Granville Sharpe, of the Ordnance Department, resigned rather than forward military stores to America.
Admiral Keppel formally requested not to be employed against America.
Lord Effingham resigned, when advised that his regiment had been ordered to America.
John Wesley, who had visited America many years before with his brother, and understood the character of the Colonists, at once recalled the appeal once made to the British government by General Gage during November, 1774, when he “was confident, that, to begin with, an army of twenty thousand men would, in the end, save Great Britain both blood and treasure,” and declared, “Neither twenty thousand, forty thousand, nor sixty thousand can end the dawning struggle.”
During the summer of 1774 militia companies had been rapidly organized throughout the Colonies. New England especially had been so actively associated with all military operations during the preceding French and Indian wars, that her people more readily assumed the attitude of armed preparation for the eventualities of open conflict.
Virginia had experienced similar conditions on a less extended and protracted basis. The action of the First Continental Congress on the fifth day of September, 1774, when, upon notice that Gage had fortified Boston, it made an unequivocal declaration of its sympathy with the people of Boston and of Massachusetts, changed the character of the struggle from that of a local incident, to one that demanded organized, deliberate, and general resistance.
Notwithstanding the slow course of mail communications between the widely separated Colonies north and south, the deportment of the British Colonial governors had been so uniformly oppressive and exacting, that the people, everywhere, like tinder, were ready for the first flying spark. A report became current during September, after the forced removal of powder from Cambridge and Charlestown, that Boston had been attacked. One writer has stated, that, “within thirty-six hours, nearly thirty thousand men were under arms.” This burst of patriotic feeling, this mighty frenzy over unrighteous interference with vested rights, made a profound impression upon the Continental Congress, then in session at Philadelphia, and aroused in the mind of Washington, then a delegate from Virginia, the most intense anxiety lest the urgency of the approaching crisis should find the people unprepared to take up the gage of battle, and fight with the hope of success.
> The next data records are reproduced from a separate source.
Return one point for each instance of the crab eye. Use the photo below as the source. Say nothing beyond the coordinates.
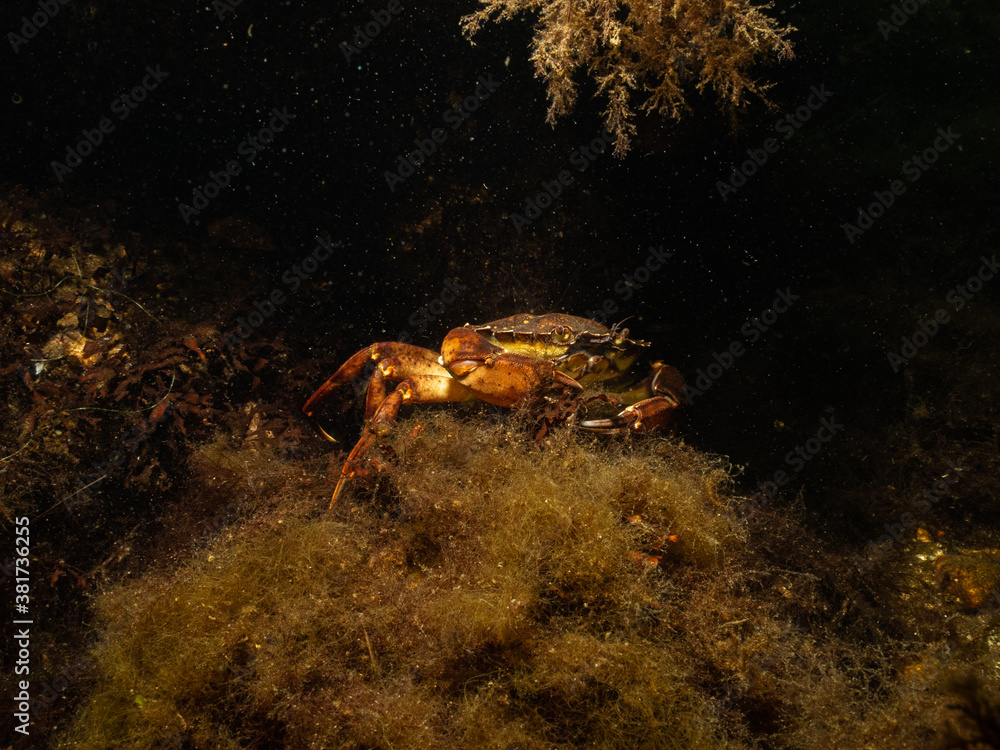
(562, 335)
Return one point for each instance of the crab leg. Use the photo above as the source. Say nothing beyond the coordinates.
(423, 387)
(356, 365)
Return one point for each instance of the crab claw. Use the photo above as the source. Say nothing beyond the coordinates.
(663, 388)
(496, 376)
(354, 367)
(645, 416)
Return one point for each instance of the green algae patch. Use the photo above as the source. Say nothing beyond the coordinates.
(480, 591)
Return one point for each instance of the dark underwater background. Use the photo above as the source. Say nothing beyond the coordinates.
(858, 207)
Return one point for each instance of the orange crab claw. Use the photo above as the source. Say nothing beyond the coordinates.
(356, 364)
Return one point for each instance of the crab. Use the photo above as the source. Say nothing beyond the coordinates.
(506, 363)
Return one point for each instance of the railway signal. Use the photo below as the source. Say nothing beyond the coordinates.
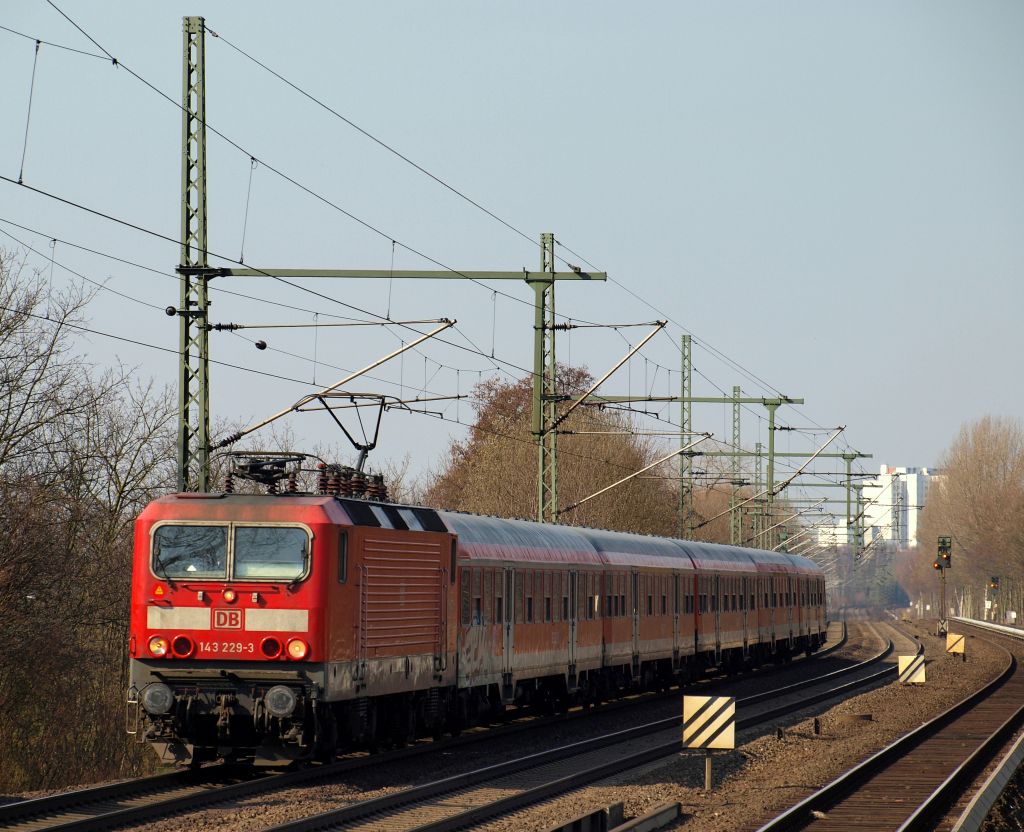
(942, 562)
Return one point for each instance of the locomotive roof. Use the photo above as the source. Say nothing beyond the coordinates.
(491, 538)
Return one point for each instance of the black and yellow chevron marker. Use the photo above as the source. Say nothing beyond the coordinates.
(911, 669)
(709, 721)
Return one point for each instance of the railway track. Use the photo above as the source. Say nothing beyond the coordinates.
(912, 783)
(144, 799)
(470, 798)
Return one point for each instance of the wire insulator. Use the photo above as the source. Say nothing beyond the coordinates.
(358, 484)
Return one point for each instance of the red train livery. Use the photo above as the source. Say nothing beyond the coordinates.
(279, 627)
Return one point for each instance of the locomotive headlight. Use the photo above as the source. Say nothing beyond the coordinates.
(281, 701)
(157, 698)
(297, 649)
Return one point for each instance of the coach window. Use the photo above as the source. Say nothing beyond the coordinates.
(342, 557)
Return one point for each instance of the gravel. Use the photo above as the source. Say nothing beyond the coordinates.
(765, 776)
(752, 784)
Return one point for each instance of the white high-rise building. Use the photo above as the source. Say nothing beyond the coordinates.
(892, 505)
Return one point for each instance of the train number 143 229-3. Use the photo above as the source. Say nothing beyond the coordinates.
(226, 647)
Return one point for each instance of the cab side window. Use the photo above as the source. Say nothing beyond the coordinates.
(342, 557)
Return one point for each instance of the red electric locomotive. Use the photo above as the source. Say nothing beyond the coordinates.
(281, 627)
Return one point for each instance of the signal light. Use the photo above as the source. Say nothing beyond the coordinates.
(298, 650)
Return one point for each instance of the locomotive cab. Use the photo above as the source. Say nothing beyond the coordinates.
(226, 646)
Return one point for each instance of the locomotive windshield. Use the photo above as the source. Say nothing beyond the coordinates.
(270, 552)
(249, 552)
(190, 551)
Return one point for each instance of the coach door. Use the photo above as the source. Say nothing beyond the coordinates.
(744, 607)
(677, 601)
(717, 605)
(791, 586)
(571, 613)
(508, 645)
(636, 618)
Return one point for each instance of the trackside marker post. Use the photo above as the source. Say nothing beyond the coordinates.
(709, 721)
(911, 669)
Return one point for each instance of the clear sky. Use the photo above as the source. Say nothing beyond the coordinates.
(828, 194)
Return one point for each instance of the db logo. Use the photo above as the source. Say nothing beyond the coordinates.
(227, 619)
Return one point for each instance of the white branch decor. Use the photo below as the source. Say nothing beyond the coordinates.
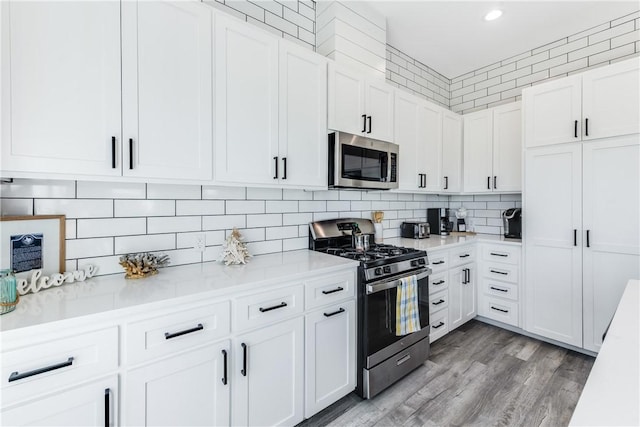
(234, 251)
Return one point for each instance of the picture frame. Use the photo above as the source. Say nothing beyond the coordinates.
(33, 242)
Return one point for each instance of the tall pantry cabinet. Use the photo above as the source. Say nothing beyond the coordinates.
(582, 199)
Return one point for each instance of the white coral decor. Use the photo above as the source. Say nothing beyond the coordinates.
(234, 251)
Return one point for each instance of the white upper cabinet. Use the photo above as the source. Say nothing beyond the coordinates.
(360, 105)
(61, 87)
(596, 104)
(167, 90)
(493, 149)
(450, 181)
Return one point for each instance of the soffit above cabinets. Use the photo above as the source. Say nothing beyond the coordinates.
(453, 38)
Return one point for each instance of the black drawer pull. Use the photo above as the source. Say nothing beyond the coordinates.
(338, 289)
(275, 307)
(168, 336)
(15, 376)
(342, 310)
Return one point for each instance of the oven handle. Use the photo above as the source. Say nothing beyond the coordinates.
(384, 285)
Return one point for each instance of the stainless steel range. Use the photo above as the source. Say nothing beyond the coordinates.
(384, 356)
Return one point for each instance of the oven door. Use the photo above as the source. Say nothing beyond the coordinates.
(380, 340)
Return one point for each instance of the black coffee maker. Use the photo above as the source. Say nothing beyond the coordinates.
(512, 219)
(439, 222)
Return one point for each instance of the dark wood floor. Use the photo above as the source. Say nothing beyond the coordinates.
(478, 375)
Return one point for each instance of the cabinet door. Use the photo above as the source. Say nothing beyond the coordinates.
(406, 133)
(611, 215)
(187, 389)
(478, 142)
(302, 117)
(429, 153)
(553, 112)
(61, 87)
(330, 352)
(553, 276)
(167, 94)
(610, 100)
(346, 100)
(451, 152)
(91, 404)
(507, 147)
(379, 107)
(270, 391)
(246, 102)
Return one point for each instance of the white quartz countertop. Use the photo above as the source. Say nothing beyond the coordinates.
(434, 242)
(104, 294)
(611, 396)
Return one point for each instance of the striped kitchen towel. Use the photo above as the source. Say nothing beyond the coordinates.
(407, 314)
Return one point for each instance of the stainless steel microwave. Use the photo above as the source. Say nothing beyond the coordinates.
(359, 162)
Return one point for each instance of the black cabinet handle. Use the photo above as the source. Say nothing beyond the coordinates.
(244, 360)
(275, 161)
(107, 407)
(168, 335)
(113, 152)
(342, 310)
(15, 376)
(130, 153)
(275, 307)
(495, 254)
(499, 272)
(586, 127)
(224, 367)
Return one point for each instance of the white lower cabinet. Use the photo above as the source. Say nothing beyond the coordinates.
(330, 355)
(190, 388)
(268, 375)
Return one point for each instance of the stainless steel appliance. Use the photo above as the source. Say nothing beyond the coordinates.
(415, 230)
(382, 356)
(512, 219)
(359, 162)
(438, 219)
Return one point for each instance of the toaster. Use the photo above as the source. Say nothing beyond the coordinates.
(415, 230)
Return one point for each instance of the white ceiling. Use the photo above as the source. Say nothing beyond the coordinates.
(453, 38)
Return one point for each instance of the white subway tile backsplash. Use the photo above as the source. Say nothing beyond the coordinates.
(110, 227)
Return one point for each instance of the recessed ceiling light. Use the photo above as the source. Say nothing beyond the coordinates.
(494, 14)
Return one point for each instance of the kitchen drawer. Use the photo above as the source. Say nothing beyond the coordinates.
(438, 282)
(438, 301)
(499, 309)
(501, 253)
(261, 309)
(326, 290)
(171, 332)
(438, 261)
(439, 324)
(502, 272)
(499, 289)
(47, 366)
(462, 255)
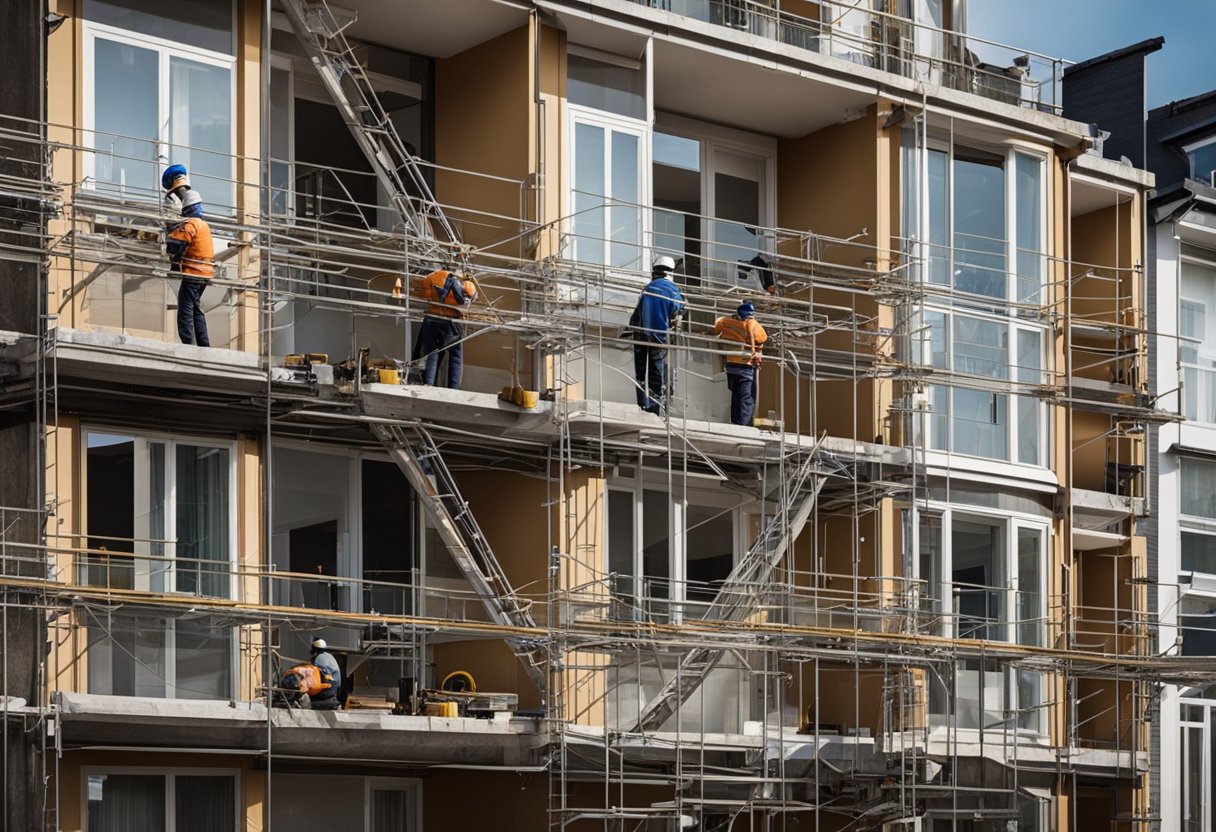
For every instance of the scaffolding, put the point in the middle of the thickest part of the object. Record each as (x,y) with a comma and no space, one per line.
(868,692)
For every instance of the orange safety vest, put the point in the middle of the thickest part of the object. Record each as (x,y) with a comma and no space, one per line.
(438,302)
(746,338)
(200,251)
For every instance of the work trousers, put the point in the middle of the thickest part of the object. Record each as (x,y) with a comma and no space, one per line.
(439,337)
(651,371)
(741,378)
(191,321)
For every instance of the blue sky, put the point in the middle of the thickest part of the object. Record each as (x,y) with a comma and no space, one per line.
(1080,29)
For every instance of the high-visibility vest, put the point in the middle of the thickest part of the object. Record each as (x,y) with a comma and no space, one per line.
(444,304)
(744,338)
(200,253)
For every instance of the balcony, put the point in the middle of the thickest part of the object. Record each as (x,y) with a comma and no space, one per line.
(925,54)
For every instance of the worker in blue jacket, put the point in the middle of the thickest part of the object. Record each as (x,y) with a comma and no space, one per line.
(657,310)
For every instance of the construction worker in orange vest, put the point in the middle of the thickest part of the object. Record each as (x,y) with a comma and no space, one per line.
(744,339)
(191,253)
(442,332)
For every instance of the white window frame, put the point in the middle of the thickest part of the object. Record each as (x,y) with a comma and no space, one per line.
(169,791)
(169,629)
(1206,346)
(411,786)
(611,123)
(350,539)
(944,591)
(170,442)
(1205,824)
(677,575)
(164,50)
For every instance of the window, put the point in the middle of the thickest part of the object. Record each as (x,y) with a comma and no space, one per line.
(608,158)
(1203,159)
(352,803)
(985,579)
(960,225)
(669,557)
(142,655)
(978,422)
(148,800)
(1197,331)
(343,517)
(148,101)
(1198,509)
(607,164)
(1198,740)
(165,502)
All this simply indicated the depth and breadth of the eager sentiment which actually panted for armed expression.
The conflict between British troops and armed citizens at Lexington had already assumed the characteristics of a battle, and, as such, had a more significant import than many more pronounced engagements in the world’s history. The numbers engaged were few, but the men who ventured to face British regulars on that occasion were but the thin skirmish line in advance of the swelling thousands that awaited the call “To arms.”
Massachusetts understood the immediate demand, having now drawn the fire of the hitherto discreet adversary, and promptly declared that the necessities of the hour required from New England the immediate service of thirty thousand men, assuming as her proportionate part a force of thirteen thousand six hundred. This was on the twenty-second day of April, while many timid souls and some social aristocrats were still painfully worrying themselves as to who was to blame for anybody’s being shot on either side.
On the twenty-fifth day of April, Rhode Island devoted fifteen hundred men to the service, as her contribution to “An Army of Observation” about Boston.